Cuando aparece, este
aplastacráneos me reduce a una zombi murmurante incapaz de hilar media idea.
Oportunista, ataca a la primera de cambio, y ni siquiera se deja atajar porque
no repite patrones. No hay mecanismo de defensa que valga cuando, a veces, lo
desencadena el estrés; otras, estar demasiado relajada. Puede surgir por falta
¡o exceso! de sueño; estando entre multitudes o solita mi alma; en ayunas o
recién cenada… En fin, nada lo aleja, poco lo calma. Solo puedo repetir, parafraseando a cierta cantante pop española: desesperada.
La migraña es una de las
enfermedades más incapacitantes del mundo: palabras de la Organización Mundial
de la Salud, no mías. También es una de las patologías más infrafinanciadas e
incomprendidas, que no tiene aún tratamiento completamente eficaz. No se le han
dedicado suficientes recursos porque no es mortal; okay, pero además porque
nosotras la padecemos mucho más que los varones. “El arma más terrible
utilizada por las damas contra sus maridos” -como la definió el macanudo de
Balzac, que la consideraba un “impuesto matrimonial” a los pobres señores-
afecta a casi el 20 por ciento de las mujeres y solo al 6 % de los varones.

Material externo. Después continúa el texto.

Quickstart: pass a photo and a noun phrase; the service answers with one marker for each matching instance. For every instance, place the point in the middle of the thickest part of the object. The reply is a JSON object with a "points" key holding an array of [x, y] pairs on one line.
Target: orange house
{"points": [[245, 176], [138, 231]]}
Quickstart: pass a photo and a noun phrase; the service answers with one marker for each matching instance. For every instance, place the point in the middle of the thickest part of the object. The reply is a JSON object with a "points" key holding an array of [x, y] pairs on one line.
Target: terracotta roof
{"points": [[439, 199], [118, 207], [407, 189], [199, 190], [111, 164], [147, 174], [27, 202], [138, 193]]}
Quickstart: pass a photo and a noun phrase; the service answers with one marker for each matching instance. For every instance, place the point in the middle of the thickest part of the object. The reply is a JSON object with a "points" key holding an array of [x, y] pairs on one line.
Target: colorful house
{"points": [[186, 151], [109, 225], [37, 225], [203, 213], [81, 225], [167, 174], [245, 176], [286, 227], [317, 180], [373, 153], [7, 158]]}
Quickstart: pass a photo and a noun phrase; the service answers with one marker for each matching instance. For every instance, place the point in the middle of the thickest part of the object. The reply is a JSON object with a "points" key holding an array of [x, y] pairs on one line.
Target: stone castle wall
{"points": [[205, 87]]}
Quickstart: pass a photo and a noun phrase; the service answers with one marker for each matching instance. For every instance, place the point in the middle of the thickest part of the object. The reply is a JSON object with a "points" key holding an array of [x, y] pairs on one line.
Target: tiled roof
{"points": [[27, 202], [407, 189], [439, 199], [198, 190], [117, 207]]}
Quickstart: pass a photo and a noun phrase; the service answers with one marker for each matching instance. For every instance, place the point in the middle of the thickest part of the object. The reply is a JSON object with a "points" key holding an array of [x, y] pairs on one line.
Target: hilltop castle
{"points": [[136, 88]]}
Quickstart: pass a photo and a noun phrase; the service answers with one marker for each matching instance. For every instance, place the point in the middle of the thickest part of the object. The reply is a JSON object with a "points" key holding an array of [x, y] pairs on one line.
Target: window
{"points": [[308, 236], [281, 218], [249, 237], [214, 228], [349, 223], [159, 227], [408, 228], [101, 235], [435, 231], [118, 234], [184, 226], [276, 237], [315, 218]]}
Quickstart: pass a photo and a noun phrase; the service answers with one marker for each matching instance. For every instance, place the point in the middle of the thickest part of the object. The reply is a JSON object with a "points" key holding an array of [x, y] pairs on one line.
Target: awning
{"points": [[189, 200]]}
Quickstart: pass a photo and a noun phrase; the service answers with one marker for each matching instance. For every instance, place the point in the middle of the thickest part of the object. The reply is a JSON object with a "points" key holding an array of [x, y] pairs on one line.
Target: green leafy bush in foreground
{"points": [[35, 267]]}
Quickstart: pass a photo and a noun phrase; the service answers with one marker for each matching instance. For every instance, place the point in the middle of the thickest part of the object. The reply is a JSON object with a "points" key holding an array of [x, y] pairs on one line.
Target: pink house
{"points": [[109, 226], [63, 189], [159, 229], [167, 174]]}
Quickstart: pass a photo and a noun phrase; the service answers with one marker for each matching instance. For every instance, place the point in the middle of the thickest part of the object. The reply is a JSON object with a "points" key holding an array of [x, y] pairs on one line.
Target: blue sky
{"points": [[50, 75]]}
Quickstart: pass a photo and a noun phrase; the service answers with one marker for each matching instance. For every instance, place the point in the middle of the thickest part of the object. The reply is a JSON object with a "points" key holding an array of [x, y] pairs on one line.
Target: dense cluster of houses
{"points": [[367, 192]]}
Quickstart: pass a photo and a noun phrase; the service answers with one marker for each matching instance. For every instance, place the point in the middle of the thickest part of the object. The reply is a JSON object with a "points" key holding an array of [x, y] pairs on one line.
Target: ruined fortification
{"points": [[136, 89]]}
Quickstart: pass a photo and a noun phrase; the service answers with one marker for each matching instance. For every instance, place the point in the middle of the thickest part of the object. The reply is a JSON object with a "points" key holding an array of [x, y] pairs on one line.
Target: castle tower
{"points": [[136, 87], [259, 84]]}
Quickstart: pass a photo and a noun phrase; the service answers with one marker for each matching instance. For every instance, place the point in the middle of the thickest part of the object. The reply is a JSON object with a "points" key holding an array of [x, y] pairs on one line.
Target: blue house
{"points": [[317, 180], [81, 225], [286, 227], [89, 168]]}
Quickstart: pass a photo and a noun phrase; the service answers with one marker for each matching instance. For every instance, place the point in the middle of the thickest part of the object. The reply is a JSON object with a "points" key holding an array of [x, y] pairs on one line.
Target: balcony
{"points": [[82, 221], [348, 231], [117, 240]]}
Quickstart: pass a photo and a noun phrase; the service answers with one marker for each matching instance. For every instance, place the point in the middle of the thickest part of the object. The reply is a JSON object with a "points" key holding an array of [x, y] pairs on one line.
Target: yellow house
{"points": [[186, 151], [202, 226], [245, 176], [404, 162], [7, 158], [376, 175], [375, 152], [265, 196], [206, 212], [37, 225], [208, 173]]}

El experto que me soltó la mano
seguro me tildaría de paranoica, pero se sabe que la medicina tiene una deuda
enorme con las mujeres. Históricamente se nos excluyó de la investigación,
dejando las dosis de fármacos calibradas para hombres y sin comprender a fondo
nuestra biología. El cuadro de situación actual: décadas de atraso en estudios
de enfermedades típicamente femeninas, diagnósticos tardíos y tratamientos
insuficientes, junto a un sesgo archiconocido, el de minimizar o malinterpretar
nuestros síntomas…
“Desde el siglo XIX, la migraña
ha sido vista como un pretexto”, señala la filósofa y doctora en historia de la
medicina Esther Lardreau, autora francesa de La Migraine, biographie d'une maladie (2014), ponderado ensayo
donde, asimismo, relata que la palabra ya existía en la Edad Media:
“Inicialmente un adjetivo, el término refería a un dolor en la cabeza que
acompañaba a ciertas enfermedades. Hablamos de ‘gota migrañosa’, de ‘fiebre
migrañosa’. A partir del siglo XIV, pasó a ser sinónimo de dolor en la mitad
del cráneo. Sorprendentemente, es el vocablo popular migraña el que pasa al
lenguaje médico”. Esther aclara, por si las mosquitas, que hay descripciones de
ataques de jaqueca todavía más lejanos, de la Antigüedad, cuando la medicina
rudimentaria se abría camino a tientas.
Entre los tratamientos más
desagradables propuestos en aquel entonces, la apertura de la vena frontal para
extraer sangre, seguida de una cauterización con un hierro al rojo vivo (el
sufrimiento que ocasionaba este procedimiento dejaba en segundo plano la migraña
en cuestión). Mucho más adelante, en el XIX, se pusieron de moda los
tratamientos con corriente eléctrica: galvanización (corrientes continuas de
baja intensidad), faradización (corrientes alternas), etcétera. Aunque yo bien
podría intentar meter los dedos en el enchufe cuando me agarra una feroz crisis
migrañosa, ahora estoy barajando una opción menos jugada…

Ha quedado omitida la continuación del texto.